The journalist Pierre Perrone, who has died of cancer at the age of 58, could turn his hand to a variety of cultural subjects with an engaging and highly readable mixture of flair and erudition. But his overwhelming passion was pop and rock music, subjects about which his knowledge went beyond the encyclopaedic and into the realms of obsession.

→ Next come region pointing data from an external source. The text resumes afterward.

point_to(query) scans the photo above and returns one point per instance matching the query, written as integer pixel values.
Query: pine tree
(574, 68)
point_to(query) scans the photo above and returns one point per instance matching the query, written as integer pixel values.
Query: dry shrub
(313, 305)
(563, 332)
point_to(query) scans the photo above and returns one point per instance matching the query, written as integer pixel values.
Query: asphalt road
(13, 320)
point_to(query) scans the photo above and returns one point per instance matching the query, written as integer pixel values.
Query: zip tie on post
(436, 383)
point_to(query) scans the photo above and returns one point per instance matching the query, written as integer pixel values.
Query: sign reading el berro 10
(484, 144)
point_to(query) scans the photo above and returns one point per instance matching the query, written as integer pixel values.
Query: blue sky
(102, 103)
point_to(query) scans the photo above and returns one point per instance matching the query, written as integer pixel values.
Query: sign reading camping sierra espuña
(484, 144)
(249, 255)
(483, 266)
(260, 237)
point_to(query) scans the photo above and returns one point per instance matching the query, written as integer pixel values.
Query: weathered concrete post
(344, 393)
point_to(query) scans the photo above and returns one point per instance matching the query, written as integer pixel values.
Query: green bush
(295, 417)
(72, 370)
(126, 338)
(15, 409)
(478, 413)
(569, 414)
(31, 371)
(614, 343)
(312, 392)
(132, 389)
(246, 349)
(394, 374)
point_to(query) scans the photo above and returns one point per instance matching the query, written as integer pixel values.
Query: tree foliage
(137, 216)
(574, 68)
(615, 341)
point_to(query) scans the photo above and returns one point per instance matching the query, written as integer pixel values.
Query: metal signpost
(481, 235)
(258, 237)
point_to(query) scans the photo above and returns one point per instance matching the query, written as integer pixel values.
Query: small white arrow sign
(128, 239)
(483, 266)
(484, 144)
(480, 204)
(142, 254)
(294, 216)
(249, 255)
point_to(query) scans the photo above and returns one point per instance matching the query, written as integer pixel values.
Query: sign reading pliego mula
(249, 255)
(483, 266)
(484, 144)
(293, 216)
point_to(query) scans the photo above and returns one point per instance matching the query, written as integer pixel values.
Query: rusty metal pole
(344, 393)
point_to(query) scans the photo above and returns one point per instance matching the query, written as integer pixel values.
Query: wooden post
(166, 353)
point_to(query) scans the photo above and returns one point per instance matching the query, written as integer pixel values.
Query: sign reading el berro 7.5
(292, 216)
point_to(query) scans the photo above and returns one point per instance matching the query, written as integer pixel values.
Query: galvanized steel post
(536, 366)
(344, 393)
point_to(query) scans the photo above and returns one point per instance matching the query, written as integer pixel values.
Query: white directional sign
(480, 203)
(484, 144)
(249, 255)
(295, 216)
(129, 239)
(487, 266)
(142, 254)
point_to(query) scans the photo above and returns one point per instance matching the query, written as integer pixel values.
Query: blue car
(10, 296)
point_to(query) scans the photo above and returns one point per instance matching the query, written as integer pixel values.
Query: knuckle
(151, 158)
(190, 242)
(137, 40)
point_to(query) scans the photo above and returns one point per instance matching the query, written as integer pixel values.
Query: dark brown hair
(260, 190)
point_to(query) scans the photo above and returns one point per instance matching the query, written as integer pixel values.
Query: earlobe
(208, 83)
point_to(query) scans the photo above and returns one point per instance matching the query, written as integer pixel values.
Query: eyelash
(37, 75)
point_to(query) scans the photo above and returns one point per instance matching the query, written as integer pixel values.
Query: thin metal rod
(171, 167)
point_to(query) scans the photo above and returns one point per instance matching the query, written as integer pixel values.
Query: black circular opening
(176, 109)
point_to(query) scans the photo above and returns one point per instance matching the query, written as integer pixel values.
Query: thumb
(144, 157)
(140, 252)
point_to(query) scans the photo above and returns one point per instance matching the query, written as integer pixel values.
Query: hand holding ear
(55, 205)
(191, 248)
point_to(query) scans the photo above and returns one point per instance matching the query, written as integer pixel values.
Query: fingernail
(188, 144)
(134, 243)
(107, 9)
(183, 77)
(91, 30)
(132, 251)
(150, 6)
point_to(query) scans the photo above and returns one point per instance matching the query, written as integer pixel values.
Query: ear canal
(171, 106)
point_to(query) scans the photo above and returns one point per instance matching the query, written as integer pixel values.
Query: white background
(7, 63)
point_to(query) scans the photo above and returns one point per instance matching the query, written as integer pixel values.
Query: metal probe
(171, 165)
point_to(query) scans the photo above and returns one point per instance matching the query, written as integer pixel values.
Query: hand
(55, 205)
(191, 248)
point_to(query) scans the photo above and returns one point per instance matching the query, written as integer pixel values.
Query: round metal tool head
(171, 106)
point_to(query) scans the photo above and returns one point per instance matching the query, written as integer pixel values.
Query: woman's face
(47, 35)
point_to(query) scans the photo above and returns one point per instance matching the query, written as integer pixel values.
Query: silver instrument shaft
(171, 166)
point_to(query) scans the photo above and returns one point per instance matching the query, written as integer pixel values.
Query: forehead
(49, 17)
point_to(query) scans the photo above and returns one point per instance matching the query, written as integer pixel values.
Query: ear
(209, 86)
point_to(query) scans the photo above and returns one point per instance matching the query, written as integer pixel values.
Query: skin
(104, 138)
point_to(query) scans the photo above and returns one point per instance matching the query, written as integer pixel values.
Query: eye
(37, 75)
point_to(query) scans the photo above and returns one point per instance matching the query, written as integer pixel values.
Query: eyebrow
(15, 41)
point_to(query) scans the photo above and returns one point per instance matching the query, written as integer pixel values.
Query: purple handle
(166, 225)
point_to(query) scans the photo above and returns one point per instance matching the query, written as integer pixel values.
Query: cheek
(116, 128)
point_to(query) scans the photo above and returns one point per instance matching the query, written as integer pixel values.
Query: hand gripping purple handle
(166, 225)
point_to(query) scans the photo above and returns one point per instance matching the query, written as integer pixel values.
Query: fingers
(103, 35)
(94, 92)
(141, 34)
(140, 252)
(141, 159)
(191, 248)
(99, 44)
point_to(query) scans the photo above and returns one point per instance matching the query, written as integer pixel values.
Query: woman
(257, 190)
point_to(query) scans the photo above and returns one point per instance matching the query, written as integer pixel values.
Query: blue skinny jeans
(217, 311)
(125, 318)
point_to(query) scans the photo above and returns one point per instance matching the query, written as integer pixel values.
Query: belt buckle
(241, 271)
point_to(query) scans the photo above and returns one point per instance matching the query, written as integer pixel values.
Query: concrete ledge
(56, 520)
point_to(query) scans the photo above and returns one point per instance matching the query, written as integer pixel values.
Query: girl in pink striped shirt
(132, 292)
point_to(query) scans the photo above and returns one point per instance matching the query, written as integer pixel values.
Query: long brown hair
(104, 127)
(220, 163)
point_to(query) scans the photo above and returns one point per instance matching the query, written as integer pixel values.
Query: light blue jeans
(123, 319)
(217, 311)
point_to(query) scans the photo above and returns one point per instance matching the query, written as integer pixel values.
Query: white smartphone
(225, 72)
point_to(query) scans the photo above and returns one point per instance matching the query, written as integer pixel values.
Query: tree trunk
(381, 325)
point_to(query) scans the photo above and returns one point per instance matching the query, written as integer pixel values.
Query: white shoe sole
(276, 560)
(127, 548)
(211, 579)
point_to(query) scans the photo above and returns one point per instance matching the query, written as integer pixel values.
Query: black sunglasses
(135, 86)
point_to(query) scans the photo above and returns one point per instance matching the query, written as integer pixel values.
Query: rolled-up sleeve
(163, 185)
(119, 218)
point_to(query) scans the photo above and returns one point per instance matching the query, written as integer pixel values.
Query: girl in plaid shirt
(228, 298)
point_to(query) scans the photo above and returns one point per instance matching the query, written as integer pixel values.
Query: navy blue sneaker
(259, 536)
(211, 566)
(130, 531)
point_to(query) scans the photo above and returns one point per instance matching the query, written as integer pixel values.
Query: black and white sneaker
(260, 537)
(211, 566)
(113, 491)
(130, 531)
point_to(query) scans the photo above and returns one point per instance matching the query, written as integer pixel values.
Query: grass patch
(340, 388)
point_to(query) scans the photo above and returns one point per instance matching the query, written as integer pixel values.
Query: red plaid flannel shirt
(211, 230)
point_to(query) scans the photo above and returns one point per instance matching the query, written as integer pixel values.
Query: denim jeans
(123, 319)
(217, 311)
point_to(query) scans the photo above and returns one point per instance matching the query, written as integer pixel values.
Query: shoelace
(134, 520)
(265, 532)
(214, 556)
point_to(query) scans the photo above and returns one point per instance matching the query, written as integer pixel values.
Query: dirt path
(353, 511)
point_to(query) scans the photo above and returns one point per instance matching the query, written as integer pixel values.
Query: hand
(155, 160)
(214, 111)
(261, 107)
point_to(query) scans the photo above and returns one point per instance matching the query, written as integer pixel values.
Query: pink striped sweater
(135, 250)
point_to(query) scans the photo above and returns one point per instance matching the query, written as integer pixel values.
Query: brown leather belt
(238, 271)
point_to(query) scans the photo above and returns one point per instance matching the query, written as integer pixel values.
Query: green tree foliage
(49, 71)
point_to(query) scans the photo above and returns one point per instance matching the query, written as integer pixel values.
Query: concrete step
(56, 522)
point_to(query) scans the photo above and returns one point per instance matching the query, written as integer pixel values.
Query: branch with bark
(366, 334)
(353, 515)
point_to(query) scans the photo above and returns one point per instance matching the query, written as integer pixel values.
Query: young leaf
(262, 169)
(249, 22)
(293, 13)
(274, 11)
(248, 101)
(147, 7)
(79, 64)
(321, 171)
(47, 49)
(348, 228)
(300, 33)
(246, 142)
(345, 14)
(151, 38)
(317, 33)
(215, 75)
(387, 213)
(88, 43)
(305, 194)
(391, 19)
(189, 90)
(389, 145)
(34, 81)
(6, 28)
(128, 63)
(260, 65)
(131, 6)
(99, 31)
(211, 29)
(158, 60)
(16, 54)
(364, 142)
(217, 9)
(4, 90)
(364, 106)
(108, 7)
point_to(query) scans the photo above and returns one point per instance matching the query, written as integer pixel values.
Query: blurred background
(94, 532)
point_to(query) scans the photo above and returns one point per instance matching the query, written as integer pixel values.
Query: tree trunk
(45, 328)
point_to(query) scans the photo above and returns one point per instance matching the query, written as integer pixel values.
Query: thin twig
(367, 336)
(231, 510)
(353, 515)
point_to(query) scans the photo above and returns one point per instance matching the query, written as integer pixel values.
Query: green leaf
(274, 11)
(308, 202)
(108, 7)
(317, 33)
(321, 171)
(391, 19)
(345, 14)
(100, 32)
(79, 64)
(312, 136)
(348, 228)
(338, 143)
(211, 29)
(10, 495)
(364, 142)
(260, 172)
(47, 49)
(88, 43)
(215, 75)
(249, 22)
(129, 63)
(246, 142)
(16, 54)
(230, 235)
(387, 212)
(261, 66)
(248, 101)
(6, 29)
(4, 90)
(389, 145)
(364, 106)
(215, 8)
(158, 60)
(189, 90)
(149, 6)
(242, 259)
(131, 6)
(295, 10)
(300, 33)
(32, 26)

Reviewing gigs, he would be as immersed in the music as the artists. The Rolling Stones PR Bernard Doherty remembers him fondly at Wembley in 1990: “When a particular song in the set got him excited he would 'air drum' through the whole tune, his arms doing the snare, hi-hat and tom-toms in perfect time to Charlie Watts, other legendary journos either side of him looking bemused. I thought this was a one-off, but he would do this at all the gigs I PR'd –Tina Turner , Guns N' Roses, Aerosmith, AC/DC, David Bowie, Peter Gabriel – there he was, tub-thumping the air.”
Another of Doherty's memories signals one of the qualities that made the Frenchman such a formidable writer: his breadth and depth of knowledge. He once interviewed Mick Jagger about blues and soul influences on the Stones. “Afterwards,” said Doherty, “Jagger turned to me and said, 'He knows his stuff'. And he did, a walking encyclopaedia of rock music – but he wasn't pompous or arrogant about it, he wanted to share it with anyone who wanted to listen. I listened – and learned a great deal.”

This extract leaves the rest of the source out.